Unified Open-World Segmentation with Multi-Modal Prompts
Yang Liu, Yufei Yin, Chenchen Jing, Muzhi Zhu, Hao Chen, Yuling Xi, Bo Feng, Hao Wang, Shiyu Li, Chunhua Shen
TL;DR
Open-world segmentation has been tackled separately via open-vocabulary and in-context approaches, limiting generalization across diverse tasks. This work presents COSINE, a unified framework that couples a Model Pool of frozen foundation models with a decoder-only SegDecoder, augmented by an Image-Prompt Aligner and a Multi-Modality Decoder to jointly process text and image prompts. The approach enables segmentation across semantic, instance, panoptic, referring, and video-object tasks with significant improvements over many baselines and strong evidence of cross-modal prompt synergy. By freezing foundation models and training a lightweight decoder, COSINE achieves broad generalization with reduced training cost, offering a practical path toward universal open-world perception.
Abstract
In this work, we present COSINE, a unified open-world segmentation model that consolidates open-vocabulary segmentation and in-context segmentation with multi-modal prompts (e.g., text and image). COSINE exploits foundation models to extract representations for an input image and corresponding multi-modal prompts, and a SegDecoder to align these representations, model their interaction, and obtain masks specified by input prompts across different granularities.
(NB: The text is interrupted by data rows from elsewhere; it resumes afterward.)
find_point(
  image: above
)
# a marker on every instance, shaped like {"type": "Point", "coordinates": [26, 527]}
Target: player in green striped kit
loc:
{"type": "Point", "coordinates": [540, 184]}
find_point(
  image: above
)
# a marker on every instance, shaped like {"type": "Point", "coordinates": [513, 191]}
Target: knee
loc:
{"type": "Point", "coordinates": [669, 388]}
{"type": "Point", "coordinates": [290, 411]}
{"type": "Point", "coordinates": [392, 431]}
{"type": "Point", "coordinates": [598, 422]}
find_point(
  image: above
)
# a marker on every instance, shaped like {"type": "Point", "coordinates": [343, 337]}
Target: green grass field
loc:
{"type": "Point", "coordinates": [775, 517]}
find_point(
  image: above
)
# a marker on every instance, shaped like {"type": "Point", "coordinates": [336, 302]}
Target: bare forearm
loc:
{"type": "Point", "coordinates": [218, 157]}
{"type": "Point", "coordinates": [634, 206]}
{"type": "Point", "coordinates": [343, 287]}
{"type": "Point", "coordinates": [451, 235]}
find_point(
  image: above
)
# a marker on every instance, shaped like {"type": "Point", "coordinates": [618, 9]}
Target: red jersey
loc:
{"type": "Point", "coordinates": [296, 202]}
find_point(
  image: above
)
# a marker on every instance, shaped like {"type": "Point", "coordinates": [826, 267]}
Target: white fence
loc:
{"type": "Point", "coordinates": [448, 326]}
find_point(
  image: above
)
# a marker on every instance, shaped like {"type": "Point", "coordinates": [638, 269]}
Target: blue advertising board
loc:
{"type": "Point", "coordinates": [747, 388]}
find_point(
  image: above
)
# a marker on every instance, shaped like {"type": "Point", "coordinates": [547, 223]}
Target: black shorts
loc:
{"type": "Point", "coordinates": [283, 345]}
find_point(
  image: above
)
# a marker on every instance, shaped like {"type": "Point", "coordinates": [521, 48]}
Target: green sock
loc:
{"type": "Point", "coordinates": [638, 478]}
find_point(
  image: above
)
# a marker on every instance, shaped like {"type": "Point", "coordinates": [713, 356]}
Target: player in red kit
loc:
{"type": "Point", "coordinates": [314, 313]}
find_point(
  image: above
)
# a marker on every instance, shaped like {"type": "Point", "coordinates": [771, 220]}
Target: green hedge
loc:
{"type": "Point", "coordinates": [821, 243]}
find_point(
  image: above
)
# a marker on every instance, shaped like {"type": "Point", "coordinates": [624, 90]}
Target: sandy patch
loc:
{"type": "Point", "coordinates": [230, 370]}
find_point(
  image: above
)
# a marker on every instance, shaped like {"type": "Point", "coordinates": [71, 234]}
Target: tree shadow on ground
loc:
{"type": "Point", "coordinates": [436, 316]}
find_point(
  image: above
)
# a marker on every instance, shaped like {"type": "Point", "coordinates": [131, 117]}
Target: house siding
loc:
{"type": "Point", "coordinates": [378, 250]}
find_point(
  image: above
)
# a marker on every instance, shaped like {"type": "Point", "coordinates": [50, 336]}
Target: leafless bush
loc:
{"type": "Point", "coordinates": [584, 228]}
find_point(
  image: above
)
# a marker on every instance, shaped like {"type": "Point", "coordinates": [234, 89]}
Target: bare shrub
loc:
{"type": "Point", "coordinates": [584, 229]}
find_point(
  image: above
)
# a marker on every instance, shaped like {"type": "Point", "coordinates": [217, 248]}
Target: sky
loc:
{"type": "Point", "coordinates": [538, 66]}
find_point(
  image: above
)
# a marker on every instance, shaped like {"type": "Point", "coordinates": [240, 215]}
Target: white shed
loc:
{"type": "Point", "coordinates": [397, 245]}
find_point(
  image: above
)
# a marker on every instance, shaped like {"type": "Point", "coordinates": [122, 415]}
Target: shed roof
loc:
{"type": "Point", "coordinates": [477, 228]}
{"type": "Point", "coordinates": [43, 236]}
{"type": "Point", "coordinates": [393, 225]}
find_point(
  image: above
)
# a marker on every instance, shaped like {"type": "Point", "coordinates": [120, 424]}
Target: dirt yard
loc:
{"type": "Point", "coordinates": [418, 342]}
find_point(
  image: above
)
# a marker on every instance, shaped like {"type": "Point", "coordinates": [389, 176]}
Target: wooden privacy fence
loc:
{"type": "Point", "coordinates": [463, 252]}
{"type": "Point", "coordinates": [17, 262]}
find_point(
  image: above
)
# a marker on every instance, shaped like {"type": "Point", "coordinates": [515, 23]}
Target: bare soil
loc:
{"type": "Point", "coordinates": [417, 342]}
In this way, COSINE overcomes architectural discrepancies, divergent learning objectives, and distinct representation learning strategies of previous pipelines for open-vocabulary segmentation and in-context segmentation. Comprehensive experiments demonstrate that COSINE has significant performance improvements in both open-vocabulary and in-context segmentation tasks. Our exploratory analyses highlight that the synergistic collaboration between using visual and textual prompts leads to significantly improved generalization over single-modality approaches.